Where do we work?
A Drop in the Ocean works on the mainland and islands of Greece and outside Sarajevo in Bosnia and Herzegovina. On the mainland, we work inside the refugee camps Skaramagas in Athens and Nea Kavala in Northern Greece. On the islands, we work inside and outside of the refugee camps Kara Tepe on Lesvos, and Vathy on Samos. In Bosnia and Herzegovina, we work inside the refugee camp Ušivac.
How do we work?
A Drop in the Ocean ensures that the needs of displaced persons are met in a dignified manner. We contribute through our four main programmes:
- Non-Formal Education
- Integration Support
- Community Empowerment Mobilisation
- Humanitarian Aid
Our programmes contribute to a meaningful everyday life and future. We support displaced persons’ educational development and encourage integration and professional development through language training and IT-courses. Through activities such as sports, arts and crafts, and different social spaces, we promote psychosocial well-being and contribute to a sense of community. Our humanitarian aid programme aims to meet camp residents’ essential needs through dignified distributions of food, clothes, diapers, and other necessary items.
Our work is implemented by experienced coordinators and volunteer field workers who meet our requirements and have attended our mandatory training.
Who do we support?
A Drop in the Ocean supports displaced persons. Our beneficiaries are children, youth, men, and women, but we do make an extra effort to support particularly vulnerable groups. We organise activities exclusively for women, mothers, children, youth, and unaccompanied minors (UAMs).
Why do we support displaced persons?
Greece is one of the main countries of entry for large numbers of displaced persons seeking refuge in Europe. Since 2015, when A Drop in the Ocean was founded, thousands of displaced persons have arrived in Greece and the humanitarian needs remain massive.
When the borders connecting Greece to the rest of Europe were closed in 2016, it became impossible for displaced persons to travel to other European countries to seek asylum. In March of that year, the European Union (EU) and Turkey made an agreement where the aim was that refugees should not embark on the dangerous trip to Greece across the sea, and that those who made it should be returned to Turkey. According to the agreement, Europe would take responsibility and relocate 66,400 asylum seekers from Greece to other EU countries. Europe did not keep its promise. Only 21,731 persons were relocated between March 2016 and February 2018 to countries such as Germany, France, the Netherlands, Sweden, Finland, and Portugal.

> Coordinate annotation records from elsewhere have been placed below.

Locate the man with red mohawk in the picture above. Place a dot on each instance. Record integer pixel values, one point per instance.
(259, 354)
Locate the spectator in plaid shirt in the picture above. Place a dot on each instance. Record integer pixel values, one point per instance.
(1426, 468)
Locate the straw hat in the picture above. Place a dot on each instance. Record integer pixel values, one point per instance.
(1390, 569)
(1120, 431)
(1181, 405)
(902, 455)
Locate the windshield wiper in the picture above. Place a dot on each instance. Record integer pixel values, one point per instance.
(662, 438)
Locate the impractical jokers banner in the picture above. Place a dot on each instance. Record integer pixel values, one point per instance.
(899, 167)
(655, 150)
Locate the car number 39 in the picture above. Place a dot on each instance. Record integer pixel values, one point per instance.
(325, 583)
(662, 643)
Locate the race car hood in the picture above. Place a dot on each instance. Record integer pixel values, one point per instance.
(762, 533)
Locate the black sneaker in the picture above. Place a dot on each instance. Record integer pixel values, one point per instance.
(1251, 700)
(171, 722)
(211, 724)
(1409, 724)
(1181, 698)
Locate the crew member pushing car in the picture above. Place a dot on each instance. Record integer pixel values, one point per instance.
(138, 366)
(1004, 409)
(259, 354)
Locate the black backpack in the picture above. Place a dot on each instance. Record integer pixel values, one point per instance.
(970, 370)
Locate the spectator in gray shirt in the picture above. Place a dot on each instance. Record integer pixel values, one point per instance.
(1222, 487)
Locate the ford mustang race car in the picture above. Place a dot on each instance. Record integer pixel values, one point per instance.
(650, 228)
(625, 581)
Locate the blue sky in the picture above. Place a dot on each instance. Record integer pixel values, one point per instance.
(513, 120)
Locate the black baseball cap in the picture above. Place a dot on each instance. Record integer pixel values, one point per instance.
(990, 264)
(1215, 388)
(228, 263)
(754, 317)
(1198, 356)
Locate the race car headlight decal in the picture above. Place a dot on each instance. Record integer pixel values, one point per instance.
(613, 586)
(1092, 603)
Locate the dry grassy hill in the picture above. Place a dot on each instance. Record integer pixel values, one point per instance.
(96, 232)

Several European countries, including Norway, have returned refugees to Greece in accordance with the Dublin Regulation – an agreement between EU countries, Iceland, Switzerland, Liechtenstein, and Norway that determines which country is responsible for processing an asylum application. According to the agreement, asylum claims shall be processed by the country where the asylum seeker first entered Europe. In 2018, 18 people were relocated to Greece, mainly from Germany, Belgium and Norway. And in the first half of 2019, Greece received requests from 25 countries for the return of 4742 asylum seekers. The EU Commission has proposed a new Pact on Migration and Asylum, to replace the Dublin Regulation. The new pact is set to come into force in the autumn of 2021.
According to the United Nations High Commissioner for Refugees (UNHCR), about 120 000 people are stranded in Greece, and more than a million people have entered the country since 2015. In 2019, more than 70 000 displaced persons arrived in Greece, around 60 percent of whom were women and children. In 2020, around 14 000 people arrived.
Receiving such a large amount of asylum seekers has been challenging for the Greek reception system. Some asylum seekers wait months or even years to have their asylum application processed. Meanwhile people are stuck in official and unofficial refugee camps on the mainland and on the Greek islands. The refugee camps are stretched beyond capacity.
Our support is needed. Through our presence, we contribute to safeguard human rights and improve the everyday life of people forced to flee. Our contributions aim to restore a sense of normalcy and dignity, and to help build resilience and practical skills for displaced persons.